Native American haplogroups: European lineage, Douglas Wallace
Interviewee: Douglas Wallace.
Mitochondrial DNA pioneer Douglas Wallace speaks about a possible migration of people from Europe to the Americas, 15,000 years ago.
(DNAi Location: Applications > Human origins > Migrations >Videos > From Europe to the Americas)
Finally, it appears that there might have been even a European ancient migration into the Americas. And the way we found that is we were studying a Native American tribe up in this area of central North America. And there we found a particular mitochondrial DNA lineage which looked like a European lineage over here, which we had defined as lineage X. So it was only found in Europe. It's never found in Asia. But in fact, when we looked at this population of Native Americans, we found that fully 25% of all of the people in this area had X. Now you could argue, oh well, X is just because, since Columbus, some women came over from Europe, happened to marry with these Native Americans, and that's why European X is there. However, again, we use the molecular clock to find out when that X came. We compared the sequence of X from Europe with X from this population, and they came together 15,000 years ago.
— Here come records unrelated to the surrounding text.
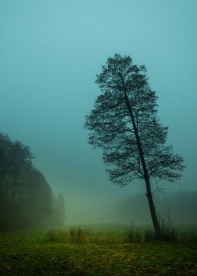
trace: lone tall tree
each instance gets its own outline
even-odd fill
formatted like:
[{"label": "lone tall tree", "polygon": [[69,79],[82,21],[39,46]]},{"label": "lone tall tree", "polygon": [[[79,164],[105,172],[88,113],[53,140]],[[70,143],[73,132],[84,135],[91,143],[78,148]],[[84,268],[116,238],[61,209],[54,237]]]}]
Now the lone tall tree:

So therefore, this did not come to this region since Columbus; it came after one of the most recent glacial maxima. And so it's been proposed that, in fact when the ice covered the area between Newfoundland, Greenland, Iceland, and Europe, that in fact some hunters actually crossed the ice sheet and colonized this part of the Americas. And Dennis Swofford of the Smithsonian has even speculated that it was this migration from Europe, from the Iberian peninsula that brought the unique stone culture that we know as the Clovis culture; that is the culture that's been associated with the killing of the woolly mammoths, and the other large animals, and that is just the time that the Clovis culture appears in North America. And the appearance of the Clovis culture in fact heralded the decimation of all the large mammalian fauna.